Last night I decided to try and read books again. Ever since I was prescribed citalopram 2 years ago my head has had this fuzzy feeling and I haven't been able to concentrate on things but since I weaned myself off them I have noticed that my concentration is improving so why not try to read again. Before I started taking the citalopram I did a lot of reading because it was a way to forget about all the crap I was dealing with in my life, I can honestly not wait until my concentration returns fully and I am able to escape into books.


Tuesday, 19 November 2013

Monday 18th November 2013

So my sleeping pattern is all messed up again after Friday. I had to get up early on Friday because I had the hospital appointment and late in the afternoon I decided to have a nap because I was so tired but of course it was a stupid idea because I slept from 4 to 9pm and that meant I was able unable to get to sleep at night.

Also after being at the hospital I have been so stressed about what is going to happen with this fistula. I have been trying to keep myself busy but as soon as I stop doing things I start stressing and worrying about it again, why can't I just switch my brain off.


Friday, 15 November 2013

Friday 15th November 2013

So today I saw my colorectal (bowel) surgeon and it went pretty much as expect.

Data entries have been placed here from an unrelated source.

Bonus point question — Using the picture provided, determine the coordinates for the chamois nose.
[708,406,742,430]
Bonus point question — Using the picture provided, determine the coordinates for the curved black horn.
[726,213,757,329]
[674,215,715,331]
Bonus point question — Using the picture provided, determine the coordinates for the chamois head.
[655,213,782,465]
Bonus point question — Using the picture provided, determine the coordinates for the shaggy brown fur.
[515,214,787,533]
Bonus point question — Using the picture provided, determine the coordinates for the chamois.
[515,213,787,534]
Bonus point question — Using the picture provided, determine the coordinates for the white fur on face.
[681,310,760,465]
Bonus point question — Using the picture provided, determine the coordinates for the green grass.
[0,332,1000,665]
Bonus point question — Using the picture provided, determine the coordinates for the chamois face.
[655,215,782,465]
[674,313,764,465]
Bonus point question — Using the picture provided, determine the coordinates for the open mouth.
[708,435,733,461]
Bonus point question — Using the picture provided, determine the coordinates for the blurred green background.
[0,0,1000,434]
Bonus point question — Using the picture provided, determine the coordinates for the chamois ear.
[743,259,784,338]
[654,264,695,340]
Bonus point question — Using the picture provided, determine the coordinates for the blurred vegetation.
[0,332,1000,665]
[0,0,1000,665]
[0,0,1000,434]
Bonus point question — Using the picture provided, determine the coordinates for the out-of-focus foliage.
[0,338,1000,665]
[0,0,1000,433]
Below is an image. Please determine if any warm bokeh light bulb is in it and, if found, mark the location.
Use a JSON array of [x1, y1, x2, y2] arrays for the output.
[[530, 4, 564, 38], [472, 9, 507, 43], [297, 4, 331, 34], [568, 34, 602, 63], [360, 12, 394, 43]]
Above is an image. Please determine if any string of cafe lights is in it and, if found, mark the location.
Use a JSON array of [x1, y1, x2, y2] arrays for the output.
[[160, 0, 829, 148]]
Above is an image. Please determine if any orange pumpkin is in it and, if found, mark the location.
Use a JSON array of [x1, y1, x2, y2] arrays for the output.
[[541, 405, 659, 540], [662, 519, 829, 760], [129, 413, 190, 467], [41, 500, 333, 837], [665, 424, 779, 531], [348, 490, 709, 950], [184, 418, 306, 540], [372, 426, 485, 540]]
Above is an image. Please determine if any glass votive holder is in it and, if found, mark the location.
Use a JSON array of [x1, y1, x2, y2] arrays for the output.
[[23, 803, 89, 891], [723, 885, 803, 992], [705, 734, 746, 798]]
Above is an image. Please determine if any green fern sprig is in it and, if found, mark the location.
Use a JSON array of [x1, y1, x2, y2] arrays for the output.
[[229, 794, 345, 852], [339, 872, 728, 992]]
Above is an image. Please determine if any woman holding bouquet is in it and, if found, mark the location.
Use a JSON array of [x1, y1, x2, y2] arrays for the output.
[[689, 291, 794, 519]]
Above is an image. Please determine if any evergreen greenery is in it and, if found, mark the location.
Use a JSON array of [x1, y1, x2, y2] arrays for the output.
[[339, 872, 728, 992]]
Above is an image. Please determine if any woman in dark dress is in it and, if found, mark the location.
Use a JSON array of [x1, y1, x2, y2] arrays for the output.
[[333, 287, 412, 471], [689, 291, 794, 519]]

At the beginning of next year she is going to take me in as a day case to clean up the wound and take away the over granulation tissue, also when I am in she is going to try and find the fistula that showed up on the MRI scan.

Today when I was at my appointment I also mentioned that I didn't want anymore oesophageal dilation's but I was told that it was not a good idea to stop doing them. So when I got home this afternoon I phoned my GI consultant's secretary to get another oesophageal dilation arranged, fingers crossed that I will get it done before Christmas.